Interior: Unplastered walls ; double-chamfered tower arch ; 1860 chancel arch with
moulded responds with carved capitals ; 5-bay north and south arcades with moulded
piers and arches and carved capitals, the rood screen sited 1 bay west of the chancel
arch. C19 unceiled wagon roofs with moulded ribs and foliage bosses, the south
chapel (now the organ chamber) roof with a good painted scheme. The rood screen
does not fit its present position perfectly, parts of it are said to be the parclose
screens to the Greenway aisle at Tiverton (Cresswell), brought to Powderham circa
1820. Cresswell aslo notes an inscription on the last panel of the south side date
of 1853 and recording that "...ye upper part of ye Skrene completed by James William
Fraser as a thankoffering during his temporry residence at Powderham Castle". The
painted wainscot panels do not belong to the present screen and are tacked on to it.
A western screen in the tower arch is also partly medieval ; 4-bay parcloses to the
Courtenay pew and the organ chamber are largely C19 with some medieval tracery.

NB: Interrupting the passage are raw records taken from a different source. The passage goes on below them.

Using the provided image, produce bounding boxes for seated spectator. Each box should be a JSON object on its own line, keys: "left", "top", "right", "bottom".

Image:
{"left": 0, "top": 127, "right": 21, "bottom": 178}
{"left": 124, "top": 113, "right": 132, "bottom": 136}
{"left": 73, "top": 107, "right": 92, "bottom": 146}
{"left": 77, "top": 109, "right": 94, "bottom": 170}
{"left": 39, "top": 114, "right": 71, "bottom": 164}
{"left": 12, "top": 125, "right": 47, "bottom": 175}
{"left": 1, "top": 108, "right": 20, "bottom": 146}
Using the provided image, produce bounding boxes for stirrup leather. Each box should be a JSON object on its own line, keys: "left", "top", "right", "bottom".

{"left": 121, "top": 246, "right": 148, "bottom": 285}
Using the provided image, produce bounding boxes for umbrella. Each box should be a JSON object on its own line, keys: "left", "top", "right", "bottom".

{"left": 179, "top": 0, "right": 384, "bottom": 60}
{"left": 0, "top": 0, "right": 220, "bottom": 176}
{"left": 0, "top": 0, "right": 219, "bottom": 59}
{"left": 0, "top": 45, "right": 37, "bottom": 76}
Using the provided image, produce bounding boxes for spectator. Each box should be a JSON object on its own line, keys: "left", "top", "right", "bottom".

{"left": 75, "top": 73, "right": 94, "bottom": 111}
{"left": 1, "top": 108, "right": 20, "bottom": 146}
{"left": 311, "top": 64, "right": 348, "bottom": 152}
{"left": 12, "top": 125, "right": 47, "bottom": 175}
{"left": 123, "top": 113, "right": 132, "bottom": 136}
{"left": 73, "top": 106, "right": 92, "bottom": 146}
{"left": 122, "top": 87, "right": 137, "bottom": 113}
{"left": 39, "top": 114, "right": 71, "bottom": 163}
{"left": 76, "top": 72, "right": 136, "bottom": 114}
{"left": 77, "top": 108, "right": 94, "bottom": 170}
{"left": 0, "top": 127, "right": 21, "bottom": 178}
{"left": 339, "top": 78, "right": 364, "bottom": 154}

The chancel has stone gabled 3-tier frames with crockets and finials to earlier
commandment boards, a C19 timber altar and a 2-tier cinquefoil-headed piscina. Good
choir stalls, those to the rear collegiate in a C17 style, the inner stalls with
poppyhead finials. The Courtenay family pew to the north of the choir retains circa
late C19 padded leather button-back seats. On the south side the former Courtenay
chapel, now largely filled with the organ, has good tiling by W. Godwin of Hereford
and a notable life size white marble effigy of Elizabeth, Countess of Devon, died
1867, by Stephens (Pevsner) on a stone chest decorated with armorial bearings.
The nave has a late C19 open timber drum pulpit, an octagonal font with a carved
bowl, either designed or recut in the C19, on a thick stem with a probably C18 font
cover. Set of late C19 benches with wide square-headed ends carved with tracery.
Sculptured Royal Arms over the south door fixed on top of an earlier, painted, Royal
Arms. The chamfered doorway to the former rood loft stair turret survives, one bay
west of the position of the present screen. A painting by Cosway, formerly part of
the reredos, hangs on the north wall and the sculptured figures of Moses and Aaron on
the tower screen may also originate from an earlier reredos.
Monuments Circa early C14 effigy of a lady beneath an ogee arch in the north wall of
the chancel in an unusually good state of preservation with a square-headed head-
dress, the head supported by angels, the feet resting on a dog with an ornamented
collar. On the south side of the chancel a stone canopied tomb is inset with a brass
foliated cross and brass plaques to members of the Courtenay family are fixed to the
base. The monument, finely carved, is said by Cresswell to be a copy of the medieval
Courtenay tomb at Colyton but Bond and Camm record that it incorporates ornamental
stone screenwork removed from Tiverton church in the early C19.
Glass C15 fragments collected in a window in the north aisle by Drake of Exeter in
1906. East window of south aisle commemorating T.P. Courtenay erected about 1844,
designed by Wailes : southermost window of south aisle high quality by Clayton and
Bell of circa 1870. East window of the Courtenay family pew by Willement, north
window by Beer of Exeter with a memorial date of 1843. 2 windows in the south aisle
with quarry glass by Drake of Exeter. Window in north aisle, the inscription on tin
panels in the lower parts of the lights, circa 1898, by Drake of Exeter commemorating
the 13th Earl, his wife and son.

Bond, F.B. and Camm, Don Bede, Roodscreens and Roodlofts (1909), vol. II, p.344.
Cresswell, B., Notes on churches in the Deanery of Kenn (1912), pp 130-140.
Pevsner, South Devon (1952).
Devon Nineteenth Century Churches Project.